A practical example: MIB students learn what criteria must be followed to define or determine how to build an application, if it is better to make a part with custom development or if it is better to use existing SaaS, advantages and disadvantages of each option, criteria to follow at the time of choosing it, etc. Without forgetting the integrations, that is, how all these pieces come together so that they work in a coordinated way.

The second great block of knowledge revolves around technology innovation. “We talk about Artificial Intelligence, IoT, 5G, Metaverse, Web3, etc. But always from the approach of actionable innovation. That is, things that already exist and that can be applied in the day-to-day of companies, and with guidance on how to take advantage of these innovations to add functionality to those applications that we build”, clarifies the director of the MIB Technology Module. Finally, there is a third block that is more complementary content, such as cybersecurity or no-code tools.

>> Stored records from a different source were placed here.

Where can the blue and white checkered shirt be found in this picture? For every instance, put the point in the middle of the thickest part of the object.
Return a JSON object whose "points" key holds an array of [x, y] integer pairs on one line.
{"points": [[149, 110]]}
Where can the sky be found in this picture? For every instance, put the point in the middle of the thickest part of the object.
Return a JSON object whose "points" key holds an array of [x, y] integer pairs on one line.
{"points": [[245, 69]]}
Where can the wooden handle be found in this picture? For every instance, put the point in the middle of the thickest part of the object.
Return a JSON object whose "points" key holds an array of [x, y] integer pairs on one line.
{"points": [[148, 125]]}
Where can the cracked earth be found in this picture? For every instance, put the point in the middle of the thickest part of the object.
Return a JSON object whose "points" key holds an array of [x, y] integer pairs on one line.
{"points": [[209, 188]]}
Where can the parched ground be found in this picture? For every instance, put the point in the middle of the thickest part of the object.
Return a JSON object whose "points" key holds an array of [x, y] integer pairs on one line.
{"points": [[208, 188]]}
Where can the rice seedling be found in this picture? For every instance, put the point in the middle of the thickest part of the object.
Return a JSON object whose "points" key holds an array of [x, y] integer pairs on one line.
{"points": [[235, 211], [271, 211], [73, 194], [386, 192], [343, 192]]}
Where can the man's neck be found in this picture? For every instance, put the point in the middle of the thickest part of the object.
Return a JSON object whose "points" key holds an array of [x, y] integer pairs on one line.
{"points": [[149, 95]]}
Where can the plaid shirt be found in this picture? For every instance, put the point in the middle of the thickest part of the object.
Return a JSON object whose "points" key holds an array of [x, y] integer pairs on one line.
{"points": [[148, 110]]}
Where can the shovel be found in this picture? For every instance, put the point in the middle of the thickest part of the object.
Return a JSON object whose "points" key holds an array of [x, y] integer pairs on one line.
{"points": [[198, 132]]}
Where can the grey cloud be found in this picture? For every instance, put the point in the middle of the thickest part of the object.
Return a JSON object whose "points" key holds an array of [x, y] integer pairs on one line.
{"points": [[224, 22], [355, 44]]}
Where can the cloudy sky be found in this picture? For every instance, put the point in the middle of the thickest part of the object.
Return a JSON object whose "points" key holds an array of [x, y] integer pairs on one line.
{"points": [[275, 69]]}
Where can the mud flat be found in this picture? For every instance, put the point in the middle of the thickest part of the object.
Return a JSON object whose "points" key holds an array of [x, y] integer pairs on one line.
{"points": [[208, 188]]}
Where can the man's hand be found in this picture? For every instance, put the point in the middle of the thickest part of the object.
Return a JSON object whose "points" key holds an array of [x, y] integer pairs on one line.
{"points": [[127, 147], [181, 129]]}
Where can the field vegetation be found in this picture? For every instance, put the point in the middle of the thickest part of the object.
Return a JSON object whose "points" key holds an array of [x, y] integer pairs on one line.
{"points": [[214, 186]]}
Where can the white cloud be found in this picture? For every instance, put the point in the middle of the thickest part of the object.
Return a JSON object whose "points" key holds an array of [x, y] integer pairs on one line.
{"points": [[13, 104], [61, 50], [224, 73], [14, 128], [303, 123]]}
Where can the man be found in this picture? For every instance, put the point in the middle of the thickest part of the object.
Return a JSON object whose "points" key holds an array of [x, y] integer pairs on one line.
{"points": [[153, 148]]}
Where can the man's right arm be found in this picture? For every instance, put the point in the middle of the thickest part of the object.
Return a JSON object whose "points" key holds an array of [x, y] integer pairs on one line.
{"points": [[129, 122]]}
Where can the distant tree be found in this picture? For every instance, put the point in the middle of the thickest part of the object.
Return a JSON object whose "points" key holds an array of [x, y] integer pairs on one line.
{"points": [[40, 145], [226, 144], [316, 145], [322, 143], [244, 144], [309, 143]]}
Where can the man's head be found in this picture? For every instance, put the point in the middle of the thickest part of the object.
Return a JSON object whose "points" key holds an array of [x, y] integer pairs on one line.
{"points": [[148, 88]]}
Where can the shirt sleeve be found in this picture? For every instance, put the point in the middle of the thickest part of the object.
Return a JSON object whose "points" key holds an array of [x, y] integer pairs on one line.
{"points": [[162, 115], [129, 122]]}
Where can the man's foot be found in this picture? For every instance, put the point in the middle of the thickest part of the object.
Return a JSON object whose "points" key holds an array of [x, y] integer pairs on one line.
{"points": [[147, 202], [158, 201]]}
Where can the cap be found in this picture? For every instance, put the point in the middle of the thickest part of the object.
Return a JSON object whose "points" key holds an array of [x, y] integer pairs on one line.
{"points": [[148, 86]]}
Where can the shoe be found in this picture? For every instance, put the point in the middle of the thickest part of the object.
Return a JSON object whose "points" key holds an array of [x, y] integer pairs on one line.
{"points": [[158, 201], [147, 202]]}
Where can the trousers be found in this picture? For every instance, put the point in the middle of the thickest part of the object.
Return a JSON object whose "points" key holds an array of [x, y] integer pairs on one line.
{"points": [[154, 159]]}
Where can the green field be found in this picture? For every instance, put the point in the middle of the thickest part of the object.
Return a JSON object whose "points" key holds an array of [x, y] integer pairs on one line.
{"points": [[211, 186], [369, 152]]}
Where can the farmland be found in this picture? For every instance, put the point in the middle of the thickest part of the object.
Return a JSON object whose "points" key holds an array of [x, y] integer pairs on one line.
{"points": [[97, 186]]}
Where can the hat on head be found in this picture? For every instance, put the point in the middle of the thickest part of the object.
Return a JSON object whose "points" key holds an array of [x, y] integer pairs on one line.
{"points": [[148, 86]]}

The benefits of taking the MIB are many, but one stands out above the rest: "students are able to dialogue with technicians." It is the greatest feedback that Royán receives when they tell him that in the meetings with the technicians they can give their opinion and contribute when before they remained silent “because they did not understand anything”. Thanks to this dialogue, they are able to set up a technology team, subcontract technological development to a supplier or think of differentiating factors, using everything they have learned.

MIB or technology at the service of its leaders' decision-making, but not the other way around. “Business people are not expected to become technologists, they are expected to understand technology and know how to apply it to the business with a competitive advantage”, argues Marcelo Royán. At ISDI they have found the formula: the MIB, a 360 program that trains professionals with a great front-end (knowledge in strategy, business, vision...) but also a great back-end (technology, tools, systems...).